The road closures have hit particularly hard. Unofficially -- the state refuses to release the real numbers -- resident hunting and fishing license sales have declined more than 60 percent since the closure program went into effect in the early 1990s. I can easily believe this: none of the land I formerly hunted, or the rivers I formerly fished, are accessible anymore. The road closures are designed to force you to trek many miles on foot or horseback before you even get to game woods or trout water; indeed, the distances are such that packing out an elk (or even a deer) is impossible without blood-broken horses or mules. A decreasing number of increasingly smaller areas are opened each year for big game hunting accessible via motor vehicles, but increasing overcrowding makes such areas increasingly unsafe, and were it not for the radical decrease in hunters, the accidental-shooting toll would no doubt have soared -- which is clearly part of the hidden intent of the anti-gunners.

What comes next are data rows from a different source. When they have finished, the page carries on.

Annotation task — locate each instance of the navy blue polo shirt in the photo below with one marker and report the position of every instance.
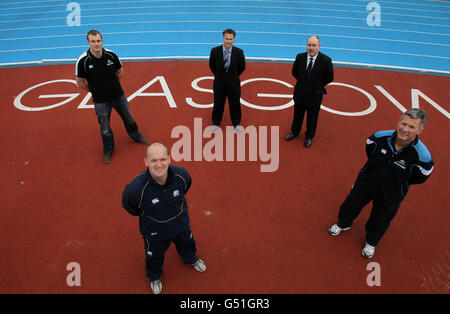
(100, 74)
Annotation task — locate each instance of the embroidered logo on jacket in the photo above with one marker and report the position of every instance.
(401, 163)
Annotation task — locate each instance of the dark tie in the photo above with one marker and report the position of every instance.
(226, 63)
(308, 70)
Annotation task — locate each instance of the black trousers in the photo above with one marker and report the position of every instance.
(383, 211)
(155, 251)
(223, 90)
(303, 105)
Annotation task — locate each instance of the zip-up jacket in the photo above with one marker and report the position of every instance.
(162, 209)
(390, 172)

I haven't hunted since 1998, when a game warden drew his sidearm on my best friend and me merely because we hesitated while approaching an exit-checkpoint. (My friend and I were deciding whether to leave the area or continue hunting.) I haven't trout-fished since 1999, when a road-closure turned accessing the last of my favorite rivers from a pleasant one-mile hike into a grueling seven-mile trudge each way, a round-trip of 14 miles on foot.

I could go on for page after page, as what I have described here is only the tip of the oppressive iceberg, which includes hunting-license checks routinely conducted at gunpoint (as if they were felony traffic stops) and fishing and hunting laws deliberately written to be so user-unfriendly the wardens brag -- yes, brag -- that 80 percent of the tickets they write are for "inadvertant" violations. As I said, it is no accident the NRA started its save hunting/save plinking campaign here in Washington state.
 
Thanks for the info OGW - sorry to hear that.

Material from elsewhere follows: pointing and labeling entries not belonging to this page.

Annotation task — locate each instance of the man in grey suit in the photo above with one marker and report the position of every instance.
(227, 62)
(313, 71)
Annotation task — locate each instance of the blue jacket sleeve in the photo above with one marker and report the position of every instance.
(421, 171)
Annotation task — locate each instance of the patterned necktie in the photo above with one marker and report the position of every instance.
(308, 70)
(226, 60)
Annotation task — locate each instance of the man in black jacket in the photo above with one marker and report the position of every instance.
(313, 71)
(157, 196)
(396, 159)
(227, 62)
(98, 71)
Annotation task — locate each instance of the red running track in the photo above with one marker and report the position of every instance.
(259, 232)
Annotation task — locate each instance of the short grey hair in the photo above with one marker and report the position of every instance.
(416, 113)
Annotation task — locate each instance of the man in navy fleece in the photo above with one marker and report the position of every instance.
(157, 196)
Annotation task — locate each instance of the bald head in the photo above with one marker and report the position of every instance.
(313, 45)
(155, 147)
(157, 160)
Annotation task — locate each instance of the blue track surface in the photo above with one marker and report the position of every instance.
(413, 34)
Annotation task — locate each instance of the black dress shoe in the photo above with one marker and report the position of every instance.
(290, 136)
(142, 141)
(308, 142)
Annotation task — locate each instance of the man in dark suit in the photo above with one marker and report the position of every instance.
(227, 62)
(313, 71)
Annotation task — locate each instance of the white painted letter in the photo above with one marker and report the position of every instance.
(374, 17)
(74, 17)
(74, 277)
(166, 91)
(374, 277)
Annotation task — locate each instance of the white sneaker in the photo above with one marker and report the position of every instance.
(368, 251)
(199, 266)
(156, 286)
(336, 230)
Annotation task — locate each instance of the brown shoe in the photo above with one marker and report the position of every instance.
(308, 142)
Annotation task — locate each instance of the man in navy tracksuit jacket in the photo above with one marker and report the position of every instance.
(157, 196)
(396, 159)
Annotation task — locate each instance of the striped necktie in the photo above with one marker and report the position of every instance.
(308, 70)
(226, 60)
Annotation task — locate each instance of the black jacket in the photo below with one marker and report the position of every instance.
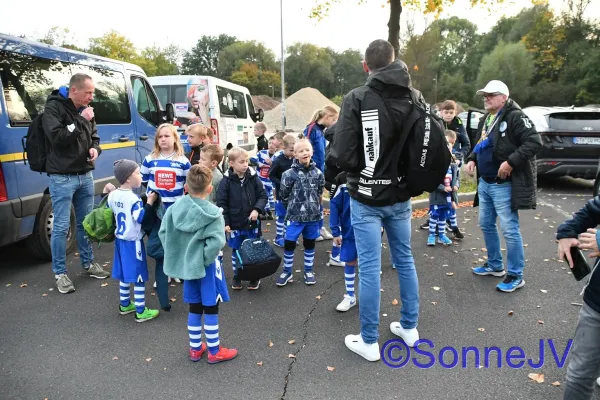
(70, 137)
(463, 144)
(280, 164)
(515, 140)
(262, 143)
(238, 200)
(587, 217)
(373, 166)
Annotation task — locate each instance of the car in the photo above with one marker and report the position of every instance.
(570, 138)
(127, 115)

Last one out of Washington, turn out the lights! :cry:
 
The real irony is the main reason I moved here (in 1970) was for the trout fishing and the hunting -- then among the very best anywhere in the Lower 48. :(
 
It is my opnion that the heavy pressures to increase the number of "Wilderness" areas in Arizona and other States is part of the same general plan.

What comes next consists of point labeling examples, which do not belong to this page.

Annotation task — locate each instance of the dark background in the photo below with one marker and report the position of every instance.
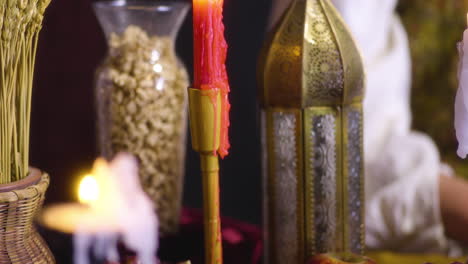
(63, 120)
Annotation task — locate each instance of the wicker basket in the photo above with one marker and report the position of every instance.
(19, 204)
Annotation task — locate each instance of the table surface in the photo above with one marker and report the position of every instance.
(396, 258)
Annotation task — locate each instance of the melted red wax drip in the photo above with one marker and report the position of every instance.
(210, 52)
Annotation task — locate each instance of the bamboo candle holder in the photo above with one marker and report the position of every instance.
(205, 126)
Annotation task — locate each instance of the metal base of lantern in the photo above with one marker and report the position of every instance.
(20, 202)
(314, 185)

There are countless back roads which access to is blocked in the name of "Protecting the Wilderness".
Where the large National Forests were once open to people in vehicles, an ever increasing amount of these area are being closed to anyone who isn't willing to hike or ride horses for miles.
 
I think you're right. As Seattleite John Ehrlichman testified during the Watergate hearings, Washington state is often used as a proving ground for techniques of oppression, and that's surely true in this case: the anti-gun, anti-"blood-sport" tactics developed here 20 years ago -- especially including road closures -- are now probably being employed throughout America.